La Villa Planchart, Caracas, 1953-1957

Par Sophie Bouilhet-Dumas

Fort de ses ressources pétrolières, le Venezuela connaît dans les années 1950 une croissance économique sans précédent. Se transformant à vive allure, sa capitale souhaite rivaliser en modernité avec d’autres métropoles latino-américaines comme Rio de Janeiro ou Mexico.

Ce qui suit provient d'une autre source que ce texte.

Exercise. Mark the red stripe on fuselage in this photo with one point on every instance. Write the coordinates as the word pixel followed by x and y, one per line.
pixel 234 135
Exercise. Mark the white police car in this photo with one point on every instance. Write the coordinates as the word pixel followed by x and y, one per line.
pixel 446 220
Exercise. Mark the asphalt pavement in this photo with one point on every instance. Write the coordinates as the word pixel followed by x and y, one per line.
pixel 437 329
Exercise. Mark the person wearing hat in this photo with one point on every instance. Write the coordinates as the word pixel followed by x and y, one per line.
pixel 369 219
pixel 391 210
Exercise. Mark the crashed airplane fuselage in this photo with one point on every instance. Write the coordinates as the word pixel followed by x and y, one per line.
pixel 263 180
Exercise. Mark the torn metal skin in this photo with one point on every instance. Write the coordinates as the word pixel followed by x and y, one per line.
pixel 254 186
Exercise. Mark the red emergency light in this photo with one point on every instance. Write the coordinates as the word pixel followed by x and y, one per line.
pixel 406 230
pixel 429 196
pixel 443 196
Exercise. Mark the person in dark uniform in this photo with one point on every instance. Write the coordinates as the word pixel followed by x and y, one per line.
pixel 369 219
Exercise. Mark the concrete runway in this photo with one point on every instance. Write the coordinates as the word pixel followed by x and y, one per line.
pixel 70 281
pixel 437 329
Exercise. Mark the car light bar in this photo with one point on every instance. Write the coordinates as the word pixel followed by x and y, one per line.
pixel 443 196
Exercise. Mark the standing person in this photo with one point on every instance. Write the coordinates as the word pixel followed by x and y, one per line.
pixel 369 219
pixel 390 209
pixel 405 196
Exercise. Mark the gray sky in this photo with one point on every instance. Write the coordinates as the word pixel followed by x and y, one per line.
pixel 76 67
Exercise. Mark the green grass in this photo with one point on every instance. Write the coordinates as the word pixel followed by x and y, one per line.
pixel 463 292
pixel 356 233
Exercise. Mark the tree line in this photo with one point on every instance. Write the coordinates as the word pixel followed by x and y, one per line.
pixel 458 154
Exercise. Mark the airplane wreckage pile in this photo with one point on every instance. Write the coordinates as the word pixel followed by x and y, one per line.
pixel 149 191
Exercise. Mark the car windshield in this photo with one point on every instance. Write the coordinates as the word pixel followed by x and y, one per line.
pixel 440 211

Armando et Anala Planchart, collectionneurs et amateurs d’architecture moderne, y contribuent en invitant Gio Ponti, désormais internationalement connu grâce à la revue Domus, à concevoir leur villa sur les hauteurs de Caracas.

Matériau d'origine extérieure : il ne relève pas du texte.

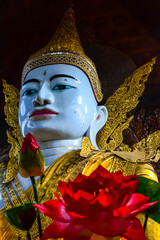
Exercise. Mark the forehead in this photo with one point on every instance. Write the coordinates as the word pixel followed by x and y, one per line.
pixel 56 69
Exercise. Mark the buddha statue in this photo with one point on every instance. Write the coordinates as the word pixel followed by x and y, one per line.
pixel 58 104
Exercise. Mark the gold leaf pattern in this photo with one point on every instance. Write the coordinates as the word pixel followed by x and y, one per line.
pixel 14 136
pixel 122 101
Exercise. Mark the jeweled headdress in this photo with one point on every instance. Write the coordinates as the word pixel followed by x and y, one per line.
pixel 65 47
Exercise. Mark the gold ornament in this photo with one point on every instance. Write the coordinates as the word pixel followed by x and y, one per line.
pixel 14 135
pixel 123 100
pixel 65 47
pixel 87 147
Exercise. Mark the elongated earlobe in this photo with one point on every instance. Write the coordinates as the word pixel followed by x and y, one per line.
pixel 97 123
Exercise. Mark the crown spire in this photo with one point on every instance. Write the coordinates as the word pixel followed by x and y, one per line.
pixel 65 47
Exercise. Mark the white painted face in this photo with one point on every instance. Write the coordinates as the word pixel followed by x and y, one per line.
pixel 56 102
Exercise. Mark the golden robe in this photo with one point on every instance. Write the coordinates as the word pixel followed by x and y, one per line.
pixel 68 167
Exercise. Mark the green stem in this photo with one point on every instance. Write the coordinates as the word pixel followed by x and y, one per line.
pixel 28 235
pixel 145 222
pixel 36 199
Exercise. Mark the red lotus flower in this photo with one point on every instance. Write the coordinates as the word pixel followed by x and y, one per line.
pixel 102 204
pixel 31 161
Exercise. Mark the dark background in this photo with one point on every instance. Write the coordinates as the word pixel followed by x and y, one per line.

Villa Planchart, Caracas, 1957 : vue de la façade
© Antoine Baralhé

« Votre maison sera (…) comme un grand papillon posé sur une colline », précise Ponti dans une lettre résumant les souhaits des futurs propriétaires. De fait, la légèreté préside à l’ensemble : des murs portés fixés à l’ossature se présentent comme des écrans suspendus et définissent l’espace de la maison. Aile posée sur son sommet, le toit vient conclure l’architecture, qui répond ainsi au principe de la forma finita (forme achevée) énoncé par l’architecte. De nuit, un système d’éclairage souligne ses contours ; de jour, les murs blancs ponctués de baies vitrées forment une surface éclatante.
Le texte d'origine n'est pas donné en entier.